Потом родился я. Первую дюжину лет все было более-менее в порядке – просто потому, что Хумхане слишком мной интересовался. Он довольно смутно представлял, как следует обращаться с младенцами, и спохватился только после того, как я начал делать подозрительные, с его точки зрения, успехи в учебе. Приглашенные в дом учителя пели дифирамбы моим способностям, а отец зубами скрипел от досады. Превратить меня в тупицу он, хвала Магистрам, так и не решился, ну или поленился, кто его разберет, но был крайне удручен. Я, наверное, единственный ребенок в мире, чьи самые первые достижения всерьез огорчали отца. С другой стороны, только поэтому я занимался столь усердно – сама по себе учеба не казалась мне таким уж увлекательным делом, но более эффективного способа досадить Хумхе я в ту пору выдумать не мог.

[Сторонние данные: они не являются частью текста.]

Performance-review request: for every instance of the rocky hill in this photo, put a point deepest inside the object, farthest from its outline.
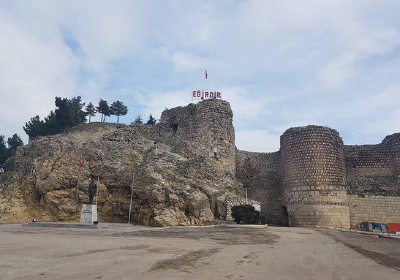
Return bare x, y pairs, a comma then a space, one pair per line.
182, 170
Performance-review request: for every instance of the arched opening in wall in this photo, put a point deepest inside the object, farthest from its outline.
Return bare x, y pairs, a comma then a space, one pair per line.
175, 128
285, 217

Дело кончилось тем, что к отцу явилась целая делегация из Ордена Семилистника. Заслуженные Магистры принялись упрашивать Хумху отдать меня в послушники. Он сперва твердо заявил, что не потерпит в доме сына-колдуна, но поскольку мама к тому времени уже благополучно удрала со своим генералом, а от меня было слишком много шума, Хумха позволил себя уговорить. Он поставил только одно условие: как можно дольше продержать меня в послушниках и никогда, ни при каких обстоятельствах не делать Старшим Магистром. Не удовлетворившись честным словом былых соратников, заставил их оформить обещание письменно, еще и к Нуфлину за подписью отправил. Это, насколько мне известно, совершенно уникальный документ. Больше никому за всю историю Соединенного Королевства не понадобилось заключать столь дурацкий договор с каким бы то ни было магическим орденом. Вопреки распространенному мнению, люди далеко не всегда искренне желают добра своим детям, но обычно считают необходимым соблюдать хоть какие-то видимые приличия, а потому ломают потомству жизнь исподволь, тайком и документальных свидетельств стараются не оставлять.

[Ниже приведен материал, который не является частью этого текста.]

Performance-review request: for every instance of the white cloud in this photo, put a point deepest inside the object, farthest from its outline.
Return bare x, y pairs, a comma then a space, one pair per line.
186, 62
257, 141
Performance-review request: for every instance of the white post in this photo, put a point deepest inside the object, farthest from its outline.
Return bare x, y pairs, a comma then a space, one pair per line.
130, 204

Забегая вперед, скажу, что Хумха, сам того не ведая, оказал мне неоценимую услугу. Если бы не его дурацкое требование, лишившее меня всякой надежды на мало-мальски пристойную карьеру, я бы, пожалуй, не покинул Орден Семилистника в возрасте ста с небольшим лет, когда обучение было успешно завершено и всем, включая мое начальство, было совершенно непонятно, что делать дальше. Обычно к отступникам относятся неприязненно, но мое положение вызывало искреннее сочувствие, так что меня отпустили с миром, твердо пообещав, что в случае нужды я получу любую помощь и поддержку, как если бы остался в Семилистнике. В обмен с меня взяли клятву не вступать больше ни в какие ордена – обычное в таких случаях условие. Впрочем, можно было обойтись и без клятвы: меньше всего на свете мне хотелось поступать в какой-то дурацкий орден и начинать все заново. Я твердо знал, чего желаю от жизни: бездельничать и путешествовать по Миру, причем и то и другое – с максимальным комфортом. Поразительно разумная позиция для столь молодого человека. До сих пор сам себе удивляюсь.